On site: Keith Fitzpatrick-Matthews, Frankie Saxton, Ashley Tierney, Chris Hobbs, Emily Abrehart, Ivor Davies, Kit Carstairs, Laura Slack, Paul Browne, Paul Eland, Phil Thomas, Rick Kelly, Sid Rowe, Tony Driscoll, William Siddely

Weather: overcast, constant mostly light rain until about 11.30; cool (allegedly 17° C at noon, although it feels much lower than this, presumably because there is a breeze; our mendacious thermometer is reading over 20° C, but I’m not taken in by its lies)

The wet weather didn’t put people off turning up and we have the full complement of people on site, which is good.
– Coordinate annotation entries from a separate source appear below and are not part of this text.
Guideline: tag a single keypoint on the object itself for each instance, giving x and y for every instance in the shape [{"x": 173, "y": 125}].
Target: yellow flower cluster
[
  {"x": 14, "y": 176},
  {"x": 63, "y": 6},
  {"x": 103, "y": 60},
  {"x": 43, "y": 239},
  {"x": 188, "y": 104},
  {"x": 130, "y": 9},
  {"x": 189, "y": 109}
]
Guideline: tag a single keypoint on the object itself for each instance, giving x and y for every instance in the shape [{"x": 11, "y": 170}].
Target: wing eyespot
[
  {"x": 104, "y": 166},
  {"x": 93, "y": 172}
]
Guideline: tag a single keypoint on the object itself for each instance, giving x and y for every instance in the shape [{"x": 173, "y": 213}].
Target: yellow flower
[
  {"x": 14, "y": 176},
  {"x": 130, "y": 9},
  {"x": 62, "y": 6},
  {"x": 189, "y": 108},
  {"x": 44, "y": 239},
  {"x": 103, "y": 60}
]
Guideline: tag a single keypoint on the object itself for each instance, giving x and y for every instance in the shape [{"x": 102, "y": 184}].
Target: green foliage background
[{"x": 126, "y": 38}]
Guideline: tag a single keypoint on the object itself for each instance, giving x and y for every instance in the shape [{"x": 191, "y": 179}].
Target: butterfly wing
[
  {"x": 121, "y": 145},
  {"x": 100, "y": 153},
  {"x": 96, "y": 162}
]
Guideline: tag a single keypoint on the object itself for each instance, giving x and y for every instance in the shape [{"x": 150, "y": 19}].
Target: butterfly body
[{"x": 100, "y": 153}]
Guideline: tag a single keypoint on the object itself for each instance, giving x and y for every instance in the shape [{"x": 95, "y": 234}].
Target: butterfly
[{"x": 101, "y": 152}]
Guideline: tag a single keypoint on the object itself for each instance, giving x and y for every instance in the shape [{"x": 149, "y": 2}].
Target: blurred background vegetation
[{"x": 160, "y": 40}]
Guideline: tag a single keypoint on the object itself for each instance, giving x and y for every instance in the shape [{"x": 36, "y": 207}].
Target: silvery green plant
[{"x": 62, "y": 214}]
We got off to a fairly late start as there was a bit of heavier rain first thing, but it became much lighter quite quickly. It has been good for seeing things on site, with all three structures showing up much more clearly than they have hitherto. With a slightly reduced team from yesterday and with Ivor moved on to finds recording, work on the eastern branch of the L-shaped section has been suspended temporarily.

Sid and Emily have been planning their structure (or, at least, the part of it that lies within the L-shaped section) and will be removing the fill of the foundation trench later. The structures are all beginning to look roughly oval (with straight lengths of trench to accommodate the plank walling), although Anne Teather did speculate yesterday that they might turn out to be D-shaped.

At last, the inner ditch in the L-shaped section is beginning to be sorted out. The rubble deposit has gone, so Paul and Rick can sort out removing the last bit of (342), where it overlies the bank. It would be good to be able to excavate to the bottom of the ditch here, but with only seven days remaining I am doubtful that we will achieve it.

Chris and William are making excellent progress on the outer ditch: both edges are now defined and it is interesting to note that the outer (north-west facing) face is much more highly weathered than the inner, which suggests that the chalk slumping on the inner face, (363), formed more rapidly than the slumping on the outer, (364). Neither of these slump deposits has been finds rich, with only a few scraps of bone between them, which will be crucial for dating (assuming that the fragments are large enough to test).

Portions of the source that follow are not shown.